Abstract
Three-dimensional electron-microscopy is an important imaging modality in contemporary cell biology. Identification of intracellular structures is laborious and time-consuming, however, and seriously impairs effective use of a potentially powerful tool. Resolving this bottleneck is therefore a critical next step in frontier biomedical imaging. We describe Automated Segmentation of intracellular substructures in Electron Microscopy (ASEM), a new pipeline to train a convolutional network to detect structures of wide range in size and complexity. We obtain for each structure a dedicated model based on a small number of sparsely annotated ground truth annotations from only one or two cells. To improve model generalization to different imaging conditions, we developed a rapid, computationally effective strategy to refine an already trained model by including a few additional annotations.
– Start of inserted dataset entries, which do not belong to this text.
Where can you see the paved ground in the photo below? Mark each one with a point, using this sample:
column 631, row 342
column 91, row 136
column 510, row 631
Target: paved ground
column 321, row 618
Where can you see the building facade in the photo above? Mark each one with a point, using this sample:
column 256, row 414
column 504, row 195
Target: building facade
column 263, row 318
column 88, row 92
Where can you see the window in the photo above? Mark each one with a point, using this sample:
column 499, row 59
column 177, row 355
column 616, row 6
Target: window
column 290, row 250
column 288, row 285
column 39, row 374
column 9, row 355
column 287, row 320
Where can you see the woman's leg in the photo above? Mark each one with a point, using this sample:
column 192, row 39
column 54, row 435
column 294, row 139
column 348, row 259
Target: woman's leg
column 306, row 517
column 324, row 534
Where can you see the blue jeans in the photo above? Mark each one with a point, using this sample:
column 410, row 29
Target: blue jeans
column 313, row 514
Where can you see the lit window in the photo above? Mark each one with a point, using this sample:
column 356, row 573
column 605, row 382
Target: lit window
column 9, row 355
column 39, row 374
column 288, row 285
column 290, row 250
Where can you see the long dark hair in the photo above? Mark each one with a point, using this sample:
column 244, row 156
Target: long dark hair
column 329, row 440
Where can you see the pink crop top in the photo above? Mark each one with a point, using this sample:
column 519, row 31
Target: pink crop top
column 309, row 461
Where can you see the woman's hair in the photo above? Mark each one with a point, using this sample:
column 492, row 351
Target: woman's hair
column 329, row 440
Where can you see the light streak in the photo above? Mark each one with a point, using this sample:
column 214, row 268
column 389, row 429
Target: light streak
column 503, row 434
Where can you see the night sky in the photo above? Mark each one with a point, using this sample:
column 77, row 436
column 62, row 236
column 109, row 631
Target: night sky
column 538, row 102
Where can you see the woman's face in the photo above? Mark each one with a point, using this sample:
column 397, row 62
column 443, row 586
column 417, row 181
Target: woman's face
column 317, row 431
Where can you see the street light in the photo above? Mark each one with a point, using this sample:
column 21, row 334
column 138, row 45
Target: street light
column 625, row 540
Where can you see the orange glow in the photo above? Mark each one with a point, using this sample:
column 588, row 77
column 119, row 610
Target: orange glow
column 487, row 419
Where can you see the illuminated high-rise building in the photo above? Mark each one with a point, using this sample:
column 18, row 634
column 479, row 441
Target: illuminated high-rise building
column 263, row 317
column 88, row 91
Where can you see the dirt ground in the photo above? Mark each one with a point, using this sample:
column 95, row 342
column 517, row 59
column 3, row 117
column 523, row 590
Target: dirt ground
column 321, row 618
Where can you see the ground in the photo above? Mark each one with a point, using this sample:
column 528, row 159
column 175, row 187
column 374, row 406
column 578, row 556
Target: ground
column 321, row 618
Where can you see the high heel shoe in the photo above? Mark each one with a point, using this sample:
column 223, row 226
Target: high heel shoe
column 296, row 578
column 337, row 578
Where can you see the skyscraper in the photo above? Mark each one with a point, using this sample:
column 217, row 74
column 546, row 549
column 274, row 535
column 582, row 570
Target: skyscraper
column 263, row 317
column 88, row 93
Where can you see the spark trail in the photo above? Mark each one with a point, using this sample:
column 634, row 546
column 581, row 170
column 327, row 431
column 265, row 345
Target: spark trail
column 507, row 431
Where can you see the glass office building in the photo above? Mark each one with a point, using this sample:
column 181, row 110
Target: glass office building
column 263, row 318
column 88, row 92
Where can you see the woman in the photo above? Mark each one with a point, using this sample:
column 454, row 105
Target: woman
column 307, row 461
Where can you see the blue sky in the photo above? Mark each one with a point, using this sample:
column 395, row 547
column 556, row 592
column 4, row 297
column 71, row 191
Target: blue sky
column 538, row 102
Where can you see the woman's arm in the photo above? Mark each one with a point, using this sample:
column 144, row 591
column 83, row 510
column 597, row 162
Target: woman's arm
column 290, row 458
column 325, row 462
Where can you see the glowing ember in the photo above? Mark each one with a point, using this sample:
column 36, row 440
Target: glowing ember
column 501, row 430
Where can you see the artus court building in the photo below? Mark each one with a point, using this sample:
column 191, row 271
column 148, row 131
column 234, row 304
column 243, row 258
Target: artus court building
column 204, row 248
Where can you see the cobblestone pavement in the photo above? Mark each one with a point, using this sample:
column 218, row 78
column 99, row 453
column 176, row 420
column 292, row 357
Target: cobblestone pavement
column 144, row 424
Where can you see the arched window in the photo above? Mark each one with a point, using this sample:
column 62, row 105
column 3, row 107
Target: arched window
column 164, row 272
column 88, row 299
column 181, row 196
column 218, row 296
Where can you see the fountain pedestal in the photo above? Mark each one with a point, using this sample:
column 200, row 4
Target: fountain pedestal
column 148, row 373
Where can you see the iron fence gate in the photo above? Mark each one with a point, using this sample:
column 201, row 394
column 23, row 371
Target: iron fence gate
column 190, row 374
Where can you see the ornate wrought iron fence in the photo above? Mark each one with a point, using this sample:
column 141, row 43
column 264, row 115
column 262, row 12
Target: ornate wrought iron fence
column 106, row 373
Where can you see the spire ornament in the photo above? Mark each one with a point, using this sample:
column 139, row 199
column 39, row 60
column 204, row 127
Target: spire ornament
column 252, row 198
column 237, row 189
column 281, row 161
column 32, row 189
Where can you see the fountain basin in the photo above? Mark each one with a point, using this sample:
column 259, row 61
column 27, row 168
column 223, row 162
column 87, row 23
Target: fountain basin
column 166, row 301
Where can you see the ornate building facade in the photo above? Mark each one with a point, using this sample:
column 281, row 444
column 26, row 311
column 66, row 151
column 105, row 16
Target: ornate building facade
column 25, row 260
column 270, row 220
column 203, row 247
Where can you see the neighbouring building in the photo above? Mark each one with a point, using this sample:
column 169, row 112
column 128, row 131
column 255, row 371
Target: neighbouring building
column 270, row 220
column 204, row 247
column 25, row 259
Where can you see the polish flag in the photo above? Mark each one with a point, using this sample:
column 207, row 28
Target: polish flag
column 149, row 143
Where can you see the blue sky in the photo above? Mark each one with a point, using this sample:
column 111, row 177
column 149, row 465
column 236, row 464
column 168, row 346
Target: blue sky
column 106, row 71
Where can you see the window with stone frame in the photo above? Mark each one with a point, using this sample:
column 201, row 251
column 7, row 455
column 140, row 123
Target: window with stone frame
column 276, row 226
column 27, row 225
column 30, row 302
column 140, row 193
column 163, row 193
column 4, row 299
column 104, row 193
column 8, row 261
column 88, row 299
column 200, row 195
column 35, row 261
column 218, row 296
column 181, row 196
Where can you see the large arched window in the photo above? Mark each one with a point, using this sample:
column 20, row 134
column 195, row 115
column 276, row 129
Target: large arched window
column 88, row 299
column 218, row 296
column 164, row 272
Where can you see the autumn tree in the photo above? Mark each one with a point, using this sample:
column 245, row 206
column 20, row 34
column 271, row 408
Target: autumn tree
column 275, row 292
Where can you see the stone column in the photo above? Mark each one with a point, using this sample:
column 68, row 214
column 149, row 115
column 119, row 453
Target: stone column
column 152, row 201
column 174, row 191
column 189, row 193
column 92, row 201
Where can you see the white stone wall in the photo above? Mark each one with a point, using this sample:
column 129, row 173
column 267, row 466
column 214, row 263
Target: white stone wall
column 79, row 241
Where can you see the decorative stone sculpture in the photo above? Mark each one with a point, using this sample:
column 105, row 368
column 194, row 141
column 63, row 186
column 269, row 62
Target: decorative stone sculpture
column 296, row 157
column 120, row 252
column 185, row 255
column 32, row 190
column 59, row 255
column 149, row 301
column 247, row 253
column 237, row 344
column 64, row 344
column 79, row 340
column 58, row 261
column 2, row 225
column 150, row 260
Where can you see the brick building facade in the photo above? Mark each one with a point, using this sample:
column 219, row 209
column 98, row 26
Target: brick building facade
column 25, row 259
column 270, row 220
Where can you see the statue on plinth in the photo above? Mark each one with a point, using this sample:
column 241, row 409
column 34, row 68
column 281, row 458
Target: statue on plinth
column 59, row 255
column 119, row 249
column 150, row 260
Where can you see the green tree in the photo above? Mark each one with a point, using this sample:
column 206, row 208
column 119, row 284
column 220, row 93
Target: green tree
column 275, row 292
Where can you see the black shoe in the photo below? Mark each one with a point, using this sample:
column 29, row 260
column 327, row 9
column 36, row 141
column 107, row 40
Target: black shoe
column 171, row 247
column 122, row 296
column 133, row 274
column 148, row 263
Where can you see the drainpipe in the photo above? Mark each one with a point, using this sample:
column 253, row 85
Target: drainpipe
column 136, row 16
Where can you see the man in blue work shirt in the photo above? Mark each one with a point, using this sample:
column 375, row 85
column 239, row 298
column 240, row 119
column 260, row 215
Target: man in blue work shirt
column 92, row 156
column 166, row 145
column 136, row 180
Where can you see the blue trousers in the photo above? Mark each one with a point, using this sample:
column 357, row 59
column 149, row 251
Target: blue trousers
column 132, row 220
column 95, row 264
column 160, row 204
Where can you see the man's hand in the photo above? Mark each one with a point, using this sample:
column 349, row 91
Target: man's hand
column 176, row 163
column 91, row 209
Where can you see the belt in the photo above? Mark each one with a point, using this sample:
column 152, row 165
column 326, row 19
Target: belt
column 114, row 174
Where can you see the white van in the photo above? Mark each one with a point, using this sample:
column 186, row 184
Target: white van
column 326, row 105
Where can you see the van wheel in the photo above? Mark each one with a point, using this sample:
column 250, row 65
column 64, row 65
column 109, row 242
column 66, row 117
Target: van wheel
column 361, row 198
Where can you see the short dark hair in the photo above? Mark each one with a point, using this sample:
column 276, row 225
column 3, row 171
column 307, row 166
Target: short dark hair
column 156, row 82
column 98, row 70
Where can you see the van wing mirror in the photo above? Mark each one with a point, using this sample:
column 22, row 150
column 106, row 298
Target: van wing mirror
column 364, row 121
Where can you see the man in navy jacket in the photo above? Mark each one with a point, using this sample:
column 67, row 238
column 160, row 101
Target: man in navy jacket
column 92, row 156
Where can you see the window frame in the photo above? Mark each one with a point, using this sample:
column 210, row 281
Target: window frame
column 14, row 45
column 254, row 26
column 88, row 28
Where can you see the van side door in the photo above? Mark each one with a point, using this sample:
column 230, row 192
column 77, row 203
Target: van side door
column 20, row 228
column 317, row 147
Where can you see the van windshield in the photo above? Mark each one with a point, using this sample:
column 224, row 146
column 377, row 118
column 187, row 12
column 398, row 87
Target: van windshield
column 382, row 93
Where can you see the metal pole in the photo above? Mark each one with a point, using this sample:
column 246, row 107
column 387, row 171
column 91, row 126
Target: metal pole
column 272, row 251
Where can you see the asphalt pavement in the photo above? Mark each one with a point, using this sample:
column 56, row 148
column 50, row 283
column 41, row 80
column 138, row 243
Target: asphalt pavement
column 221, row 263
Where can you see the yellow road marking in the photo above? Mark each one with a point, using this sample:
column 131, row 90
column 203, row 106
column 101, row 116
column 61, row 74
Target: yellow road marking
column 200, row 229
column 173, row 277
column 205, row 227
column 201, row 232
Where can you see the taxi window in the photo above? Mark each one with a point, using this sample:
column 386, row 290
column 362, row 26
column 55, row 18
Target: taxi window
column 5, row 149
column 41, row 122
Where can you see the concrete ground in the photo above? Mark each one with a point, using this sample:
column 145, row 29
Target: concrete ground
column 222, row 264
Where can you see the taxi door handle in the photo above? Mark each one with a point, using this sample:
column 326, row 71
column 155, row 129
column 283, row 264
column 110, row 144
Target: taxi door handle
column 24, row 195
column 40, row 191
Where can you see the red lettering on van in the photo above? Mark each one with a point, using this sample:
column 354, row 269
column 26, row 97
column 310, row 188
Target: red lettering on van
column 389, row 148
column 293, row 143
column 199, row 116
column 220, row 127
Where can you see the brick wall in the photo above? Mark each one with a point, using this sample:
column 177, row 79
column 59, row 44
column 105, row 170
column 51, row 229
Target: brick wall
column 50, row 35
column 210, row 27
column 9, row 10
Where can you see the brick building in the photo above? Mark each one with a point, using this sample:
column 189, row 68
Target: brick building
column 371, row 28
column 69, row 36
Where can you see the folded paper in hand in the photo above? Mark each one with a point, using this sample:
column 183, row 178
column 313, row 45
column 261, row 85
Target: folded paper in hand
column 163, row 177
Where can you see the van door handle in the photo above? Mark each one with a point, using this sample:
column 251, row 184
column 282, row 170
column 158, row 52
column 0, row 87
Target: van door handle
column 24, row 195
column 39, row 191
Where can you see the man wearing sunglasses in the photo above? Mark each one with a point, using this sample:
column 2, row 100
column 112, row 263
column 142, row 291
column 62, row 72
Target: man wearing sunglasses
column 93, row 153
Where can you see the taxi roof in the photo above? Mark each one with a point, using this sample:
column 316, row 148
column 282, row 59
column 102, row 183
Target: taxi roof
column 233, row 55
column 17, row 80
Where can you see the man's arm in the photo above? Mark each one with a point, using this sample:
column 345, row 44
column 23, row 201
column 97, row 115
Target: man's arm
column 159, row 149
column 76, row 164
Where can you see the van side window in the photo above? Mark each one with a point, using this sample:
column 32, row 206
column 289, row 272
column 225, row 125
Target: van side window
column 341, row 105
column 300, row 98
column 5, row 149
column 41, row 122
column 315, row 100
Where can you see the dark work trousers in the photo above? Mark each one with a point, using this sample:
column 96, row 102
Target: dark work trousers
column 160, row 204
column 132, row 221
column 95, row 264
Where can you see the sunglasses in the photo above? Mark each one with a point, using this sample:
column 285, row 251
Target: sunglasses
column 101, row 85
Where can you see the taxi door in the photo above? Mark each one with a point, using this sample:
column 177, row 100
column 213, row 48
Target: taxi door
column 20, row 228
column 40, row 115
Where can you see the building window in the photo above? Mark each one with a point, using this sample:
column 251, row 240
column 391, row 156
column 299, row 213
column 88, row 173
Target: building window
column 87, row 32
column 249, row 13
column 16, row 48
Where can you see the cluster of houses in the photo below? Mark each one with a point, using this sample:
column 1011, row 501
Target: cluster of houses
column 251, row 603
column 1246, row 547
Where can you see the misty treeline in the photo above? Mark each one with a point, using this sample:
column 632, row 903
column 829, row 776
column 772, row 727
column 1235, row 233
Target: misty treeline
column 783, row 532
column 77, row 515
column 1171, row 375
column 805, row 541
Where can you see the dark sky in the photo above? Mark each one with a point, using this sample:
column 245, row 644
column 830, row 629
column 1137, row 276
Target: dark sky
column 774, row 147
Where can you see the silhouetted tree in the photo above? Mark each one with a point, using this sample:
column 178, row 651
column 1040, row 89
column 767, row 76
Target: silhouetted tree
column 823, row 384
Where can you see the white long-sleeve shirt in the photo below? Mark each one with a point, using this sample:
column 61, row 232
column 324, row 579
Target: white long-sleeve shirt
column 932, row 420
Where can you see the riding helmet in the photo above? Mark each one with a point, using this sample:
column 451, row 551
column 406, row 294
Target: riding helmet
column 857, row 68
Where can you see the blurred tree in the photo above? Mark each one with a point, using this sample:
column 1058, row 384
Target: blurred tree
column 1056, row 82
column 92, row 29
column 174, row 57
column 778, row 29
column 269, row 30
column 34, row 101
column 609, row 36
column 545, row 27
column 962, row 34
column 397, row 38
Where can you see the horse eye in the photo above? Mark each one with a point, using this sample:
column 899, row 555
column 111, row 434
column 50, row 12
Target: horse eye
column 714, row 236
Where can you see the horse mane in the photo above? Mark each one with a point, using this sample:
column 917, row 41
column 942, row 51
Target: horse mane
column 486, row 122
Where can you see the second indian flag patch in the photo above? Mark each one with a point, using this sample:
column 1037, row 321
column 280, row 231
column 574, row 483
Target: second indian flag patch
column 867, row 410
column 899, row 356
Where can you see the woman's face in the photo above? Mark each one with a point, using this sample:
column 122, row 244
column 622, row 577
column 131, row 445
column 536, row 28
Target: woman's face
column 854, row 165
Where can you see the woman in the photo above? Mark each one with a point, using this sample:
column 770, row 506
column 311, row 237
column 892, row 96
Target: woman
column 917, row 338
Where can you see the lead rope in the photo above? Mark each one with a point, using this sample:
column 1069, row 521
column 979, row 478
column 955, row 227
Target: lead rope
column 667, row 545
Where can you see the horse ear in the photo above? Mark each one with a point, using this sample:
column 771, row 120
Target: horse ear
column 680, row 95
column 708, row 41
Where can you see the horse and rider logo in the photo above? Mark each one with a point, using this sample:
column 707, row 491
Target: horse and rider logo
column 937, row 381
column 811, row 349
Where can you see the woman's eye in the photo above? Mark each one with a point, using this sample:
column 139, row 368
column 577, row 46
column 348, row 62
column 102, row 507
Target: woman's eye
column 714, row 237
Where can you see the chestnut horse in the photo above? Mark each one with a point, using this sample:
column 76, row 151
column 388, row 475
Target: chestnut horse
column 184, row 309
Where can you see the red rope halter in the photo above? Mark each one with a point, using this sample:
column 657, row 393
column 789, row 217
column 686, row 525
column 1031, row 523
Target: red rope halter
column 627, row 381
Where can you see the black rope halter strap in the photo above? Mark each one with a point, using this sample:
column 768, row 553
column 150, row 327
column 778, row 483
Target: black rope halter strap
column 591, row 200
We show the successful automated identification of mitochondria, Golgi apparatus, endoplasmic reticulum, nuclear pore complexes, clathrin coated pits and coated vesicles, and caveolae in cells imaged by focused ion beam scanning electron microscopy with quasi-isotropic resolution.
Summary Recent advances in automated segmentation using deep neural network models allow identification of subcellular structures. This study describes a new pipeline to train a convolutional network for rapid and efficient detection of structures of wide range in size and complexity.
Competing Interest Statement
The authors have declared no competing interest.